No entanto, as novas regras fazem tudo parecer diferente: onde antes havia uma multidão caótica em pé, agora tem pequenos grupos espalhados em mesas de plástico nos cerca de 300 lugares comprados virtualmente com antecedência, que se esgotam rapidamente.

 

Para circular pelas dependências do clube é obrigatório o uso de máscara e, para entrar no local, há verificação de temperatura.

“Antes, as pessoas se concentravam em volta deles. Você chegava e sentava, não tinha isso de comprar mesa. (Com o novo formato) você perde aquele contato, o calor da roda, isso que parece que você está junto com eles tocando”, observa Dália Melo, de 42 anos, que compareceu ao show na companhia do marido.

“O importante é que voltou”, comemora.

– Questão de “saúde mental” –

Depois de vários meses restringindo atividades não essenciais para conter a contaminação, as autoridades do Rio iniciaram um processo de reabertura gradual em junho.

A música ao vivo foi uma das últimas atividades retomadas, com a obrigação de reduzir o público a 50% e não ter pista de dança.

Apesar da falta de calor humano, o público canta com energia os versos de Moacyr Luz, intercalando o samba com cerveja gelada e petiscos. Para os cariocas, esse ambiente tem um efeito terapêutico.

“O samba faz parte da cultura brasileira. Ele remete a tanta coisa boa, é a união de um povo, é a defesa de uma tradição. Traz uma alegria imensurável”, opina Cristina Barreto, outra assídua frequentadora do Samba do Trabalhador.


“Estar aqui é uma questão de saúde mental. Alimenta a alma e dá força pra gente continuar enfrentando isso tudo, com segurança”, acrescenta.

O estado do Rio de Janeiro (que tem cerca de 17 milhões de habitantes) registra mais de 20.000 mortes pela covid-19, das 157.000 registradas no país desde o início da pandemia.

A capital contabilizou, em média, 37 mortes e 435 casos novos por dia nas últimas duas semanas, e acumula 11.900 óbitos até o momento, segundo dados oficiais.

– “Perda” –

Para Moacyr Luz, a pandemia tem sido sinônimo de perda, principalmente após a morte do compositor Aldir Blanc, falecido aos 73 anos, vítima da covid-19 em maio.

“Aprendi a perder.
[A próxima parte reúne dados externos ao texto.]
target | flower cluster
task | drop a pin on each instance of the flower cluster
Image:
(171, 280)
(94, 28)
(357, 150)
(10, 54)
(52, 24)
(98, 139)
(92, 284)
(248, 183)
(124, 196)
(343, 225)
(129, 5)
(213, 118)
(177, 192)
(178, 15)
Perdemos o público grande, lançamentos, turnês, perdi meu principal parceiro, Aldir Blanc, com quem tenho mais de 100 músicas compostas”, lamenta Luz ao falar do amigo, que foi seu vizinho de prédio por mais de 20 anos.

O sambista defende o retorno das atividades para que os músicos possam trabalhar, mas insiste em que as pessoas respeitem as regras de distanciamento para evitar uma segunda onda de casos e um novo confinamento.

“Meu desejo é poder abraçar as pessoas, não ter medo de fazer carinho”, afirma.

A pandemia não diminuiu seu espírito criativo. Ao contrário, inspirou algumas das mais de trinta novas canções que ele compôs nos últimos meses.

“Tanto verde, tanto mar/ Não posso tocar/Tanta mesa, tanto bar/ Não posso sentar/ Tanta boca, tanto amor/ Nada adiantou, não posso beijar”, diz um de seus versos.

Mas o músico faz uma previsão: “Toda essa confusão / sei que vai passar”.